Link Posted: 7/16/2001 5:56:09 PM EST
Imagine if you can that you could freeze the bullet in mid flight. Sort of like a "Matrix" movie special effect. So you walk out to where the bullet is frozen in mid-air. You tie a weight on a string to the bullet. This plumb bob represents the force of gravity, and is hanging from the bullet at a 90 degree angle. Gravity operates pretty much perpendicular to the path, and center line of the bullet, assuming a level shot. If you could adjust the force of gravity from shot to shot (assuming same point of aim and other factors being unchanged), for more gravity the bullet would hit the target lower, and for less gravity the bullet would hit the target higher. Why? Because gravity accelerates unsupported masses towards the center of the earth (center of gravity center not geometric center). Now, back to our bullet hanging in mid-air. We reach out and tilt the bullet up, at let's say a 30 degree angle. What has happened to our plumb bob? It is no longer perpendicular to the center line and new path of the bullet. It is pulling less in the direction that would "lower" the point of impact and some towards the rear of the bullet. So the effect of a changed gravity force "vector" in this case would be to move the point of impact up (decreased effect of gravity in that direction) and since the bullet is now headed uphill gravity wants to decelerate it. Back to the bullet. This time we tilt it down 30 degrees. What happens? The gravity vector is changed (decreased effect in elevation of bullet strike) exactly the same amount as in the previous example. Except this time it wants to accelerate the bullet.
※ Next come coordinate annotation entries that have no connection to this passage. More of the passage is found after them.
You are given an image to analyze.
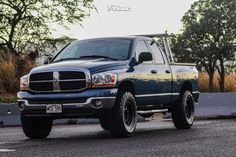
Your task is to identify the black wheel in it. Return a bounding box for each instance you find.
[109,92,137,137]
[21,116,53,139]
[172,91,195,129]
[139,113,154,118]
[99,116,109,130]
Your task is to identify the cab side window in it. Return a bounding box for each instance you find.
[147,41,165,64]
[136,40,153,63]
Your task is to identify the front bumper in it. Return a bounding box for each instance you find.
[17,88,117,119]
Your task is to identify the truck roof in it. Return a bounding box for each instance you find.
[74,35,152,42]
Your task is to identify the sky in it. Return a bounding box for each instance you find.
[51,0,196,39]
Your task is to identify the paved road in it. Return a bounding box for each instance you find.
[0,120,236,157]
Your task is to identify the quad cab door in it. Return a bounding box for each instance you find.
[146,40,172,105]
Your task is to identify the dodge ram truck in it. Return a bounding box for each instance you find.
[17,36,199,138]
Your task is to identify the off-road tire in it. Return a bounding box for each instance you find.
[172,91,195,129]
[109,91,137,137]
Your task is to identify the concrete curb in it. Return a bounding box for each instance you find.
[0,92,236,127]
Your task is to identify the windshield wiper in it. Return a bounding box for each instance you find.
[52,58,79,63]
[79,55,117,60]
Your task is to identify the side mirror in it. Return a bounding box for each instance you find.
[138,52,153,63]
[44,56,52,64]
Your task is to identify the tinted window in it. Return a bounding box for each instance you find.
[136,41,152,63]
[54,39,131,61]
[147,41,164,64]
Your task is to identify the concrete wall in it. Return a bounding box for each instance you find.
[0,93,236,126]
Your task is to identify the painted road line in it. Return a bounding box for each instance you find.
[0,149,16,152]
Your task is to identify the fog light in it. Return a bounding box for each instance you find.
[92,99,103,109]
[18,101,25,111]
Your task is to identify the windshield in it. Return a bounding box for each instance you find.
[53,39,131,62]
So, makes no difference if you are shooting some number of degrees up hill or an equal number of degrees down hill the bullet will hit high by an equal amount because the effect of gravity on the travel of the bullet is greatest when working perpendicular to its (level) path. Aiming up or down can only decrease the force vector acting perpendicular to the bullet's centerline, and move the point of impact up. The effect of gravity to speed up or slow down the bullet is negligible and can be disregarded. Hope this helps. Regards, Vic.
Link Posted: 7/16/2001 5:56:59 PM EST
Surprisingly, most unexperienced folks will still shoot low at an animal that is positioned up or downhill from them. Despite the fact that point of impact is higher, the tendency is to range the target as closer that it actually is. Consider this: when looking at an object that is 500 yards away on level ground as opposed to 500 yards horizontally and then perhaps another 300-400 yards vertically. This works out to a range much greater than 500 yards, and hence the low bullet impact. I worked with a guide in Montana one summer, and saw it happen even after we told the guy to aim higher!